Potatoes

Potatoes

There's little doubt that potatoes would win a vegetable popularity contest by a wide margin. Their bland but distinctive flavor makes them a favorite with picky and adventurous eaters alike. They can be starchy, creamy, fluffy, mealy, crunchy, or waxy, depending on which kind you buy and how you cook them, but they (almost) always have a satisfying mouth feel.

What's more, potatoes are overachievers, perhaps more versatile in terms of cooking methods than any other vegetable -- maybe any other food. You can't eat them raw, but you can cook them about a zillion different ways, and they take well to all of them. Few other vegetables are appealing when baked or boiled and then served plain, but potatoes are. They're also super mashed, roasted, French fried, au gratin, or even grilled, braised, or stir-fried.
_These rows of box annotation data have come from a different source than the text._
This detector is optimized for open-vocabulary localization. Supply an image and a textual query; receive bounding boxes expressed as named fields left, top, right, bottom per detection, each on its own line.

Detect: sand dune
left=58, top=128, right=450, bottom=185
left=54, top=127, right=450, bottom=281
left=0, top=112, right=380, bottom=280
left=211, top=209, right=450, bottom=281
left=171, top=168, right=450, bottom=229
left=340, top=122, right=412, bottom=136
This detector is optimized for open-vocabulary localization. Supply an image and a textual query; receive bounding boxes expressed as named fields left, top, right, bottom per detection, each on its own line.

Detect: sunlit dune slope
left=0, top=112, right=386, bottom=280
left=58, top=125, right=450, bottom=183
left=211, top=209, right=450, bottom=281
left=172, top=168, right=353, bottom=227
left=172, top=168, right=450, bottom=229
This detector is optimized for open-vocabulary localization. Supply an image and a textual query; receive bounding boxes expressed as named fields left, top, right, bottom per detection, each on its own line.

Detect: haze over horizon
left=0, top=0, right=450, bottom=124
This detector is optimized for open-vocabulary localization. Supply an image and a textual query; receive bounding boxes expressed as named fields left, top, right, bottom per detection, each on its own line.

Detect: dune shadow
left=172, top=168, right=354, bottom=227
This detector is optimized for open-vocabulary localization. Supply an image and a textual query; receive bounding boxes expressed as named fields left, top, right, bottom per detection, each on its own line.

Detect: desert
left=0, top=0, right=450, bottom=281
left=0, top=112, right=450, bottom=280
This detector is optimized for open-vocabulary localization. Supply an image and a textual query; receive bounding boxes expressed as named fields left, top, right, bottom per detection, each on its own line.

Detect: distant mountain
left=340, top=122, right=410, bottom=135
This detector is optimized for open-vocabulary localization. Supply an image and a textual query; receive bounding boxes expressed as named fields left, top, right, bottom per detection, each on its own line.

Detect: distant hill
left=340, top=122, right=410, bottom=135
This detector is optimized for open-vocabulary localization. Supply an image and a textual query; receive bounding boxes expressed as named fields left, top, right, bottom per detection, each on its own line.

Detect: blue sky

There are three categories of potato: waxy, starchy, and (sort-of) all-purpose. Waxy potatoes, also known as boiling potatoes, include new potatoes and red potatoes; these are fairly low in starch, which means that they keep their shape and retain a pleasantly dense, creamy texture when you cook them. Waxy potatoes are easily recognized by their thin, often red or yellow skin. On the other end of the starch spectrum are starchy potatoes, which have thick, rough, usually brown skin and cook up dry, fluffy, and yielding in texture. These are good baked (which is why they're also known as baking potatoes), fried, and mashed. In between waxy and starchy potatoes lie all-purpose potatoes, which work well with most cooking methods and are a nice textural compromise: not too fluffy, not too firm.
No matter what kind of potato you're buying, look for hard, smooth, unblemished spuds. Soft spots and sprouts are a sign of potatoes that are past their prime, while green patches (which are mildly toxic) indicate that a potato has been exposed to the sun. Find them a cool, dark, dry place to live (the refrigerator seems fine to me, though many people don't recommend that), and they'll keep for up to several weeks-months, even.
Most people have already eaten potatoes in their most common incarnations: mashed, baked, and deep-fried. You've probably also eaten them as home fries accompanying an omelet or pile of scrambled eggs. You may not, however, have eaten them cooked in eggs, as they are in the wonderful Spanish dish known as a tortilla. Unlike the Mexican flatbread with the same name, a Spanish tortilla consists of thinly sliced potatoes and onions slowly braised in lots of olive oil, which is then drained off. (Don't throw the unused oil away; it acquires a wonderfully aromatic flavor that can add an extra hint of savoriness to just about any other dish.) The now-soft potatoes and onion are then cooked in beaten eggs to produce a flat, frittata-like cake that's wonderful eaten warm or at room temperature as a main dish or, cut into thin wedges, as a tapas-style appetizer.

Another authentic, slightly less familiar way of serving potatoes comes to us by way of India; it's called aloo paratha, and it's essentially flaky whole wheat flatbread stuffed with spiced potatoes. This may sound like carbohydrate overkill, but it's truly wonderful and as worthwhile, to my mind, as any other home baking project. Which is not to say that it's difficult or time consuming: the dough comes together in seconds in the food processor, the filling requires only boiling and mashing, and the rolling and frying process is fun and easy, especially if you can enlist anyone to help you in the kitchen.